In our study, no correlation was found between adiponectin concentrations and anthropometric measurements. In some similar studies, no relationship was seen between adiponectin and anthropometric measurements [29, 32, 33]. On the contrary, in a prospective study in China, multiple linear regression analysis indicated a positive correlation between umbilical cord blood adiponectin and anthropometric measurements [36]. Similarly, Weyermann et al. of all included variables, found a positive correlation only between birth weight and umbilical cord blood adiponectin [26]. This inconsistency might be due to the small number of studies; hence further clinical trial studies are needed.

One of the advantages of the current study was the evaluation of adiponectin serum levels of both mother’s and umbilical cord blood, which can effectively assess the mode of delivery and its outcome on the mother and baby simultaneously.

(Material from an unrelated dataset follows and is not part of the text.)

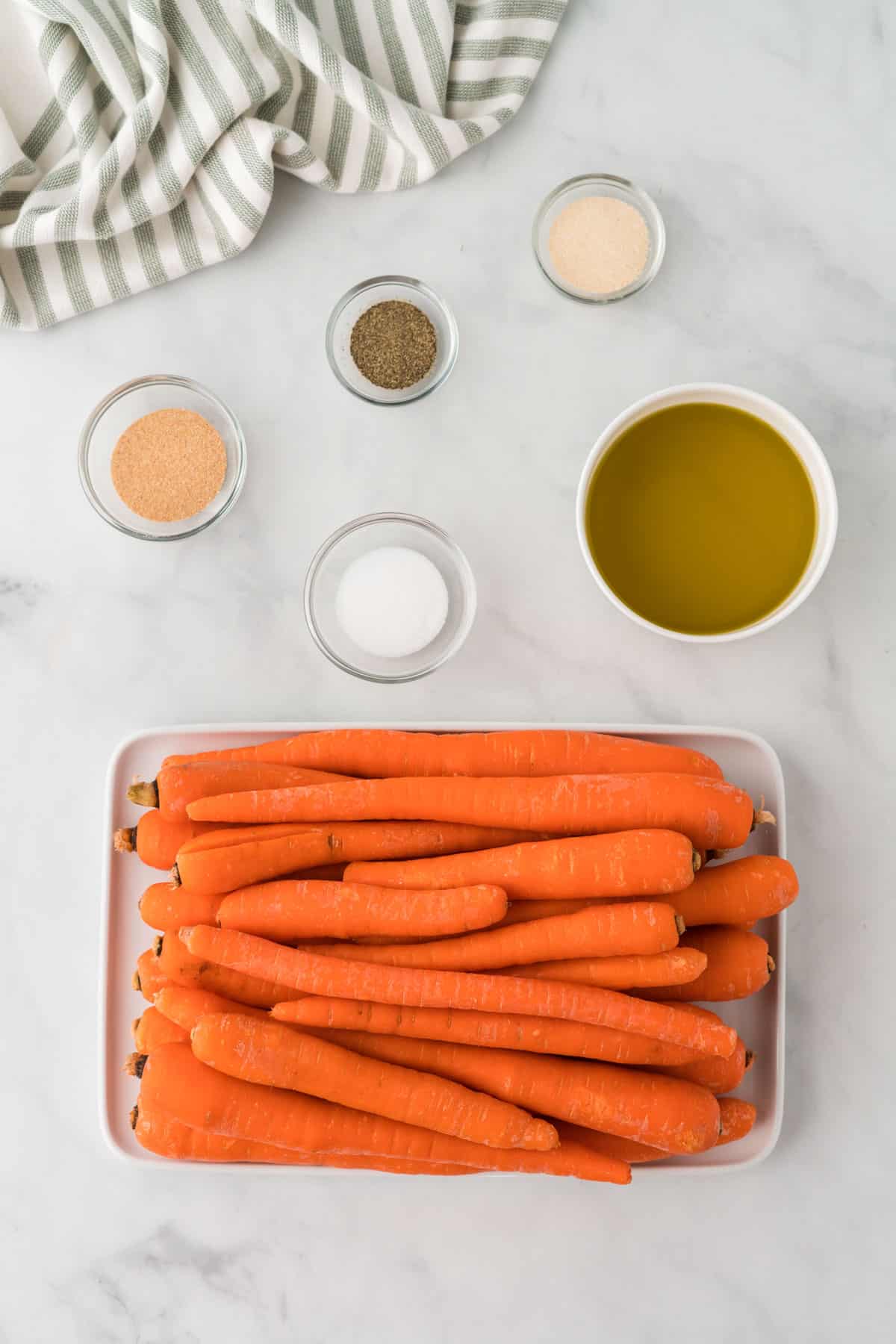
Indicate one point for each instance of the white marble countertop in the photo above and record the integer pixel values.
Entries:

One limitation that could be considered for this study was that the elective cesarean delivery was not separated from emergency cesarean delivery.

Conclusions

The result of the current study revealed that maternal adiponectin concentration was significantly lower in C-section compared to vaginal delivery. According to the inverse association between adiponectin and insulin resistance, and considering diseases such as type 2 diabetes, cardiovascular disease, high blood pressure, metabolic syndrome, and dyslipidemia; it can be assumed that the decrease in adiponectin levels in C-section delivery may increase the risk of the mentioned diseases later in the life of mothers and their neonates. Therefore, it is necessary to provide more attention to these women and to ensure that they are encouraged to have vaginal delivery.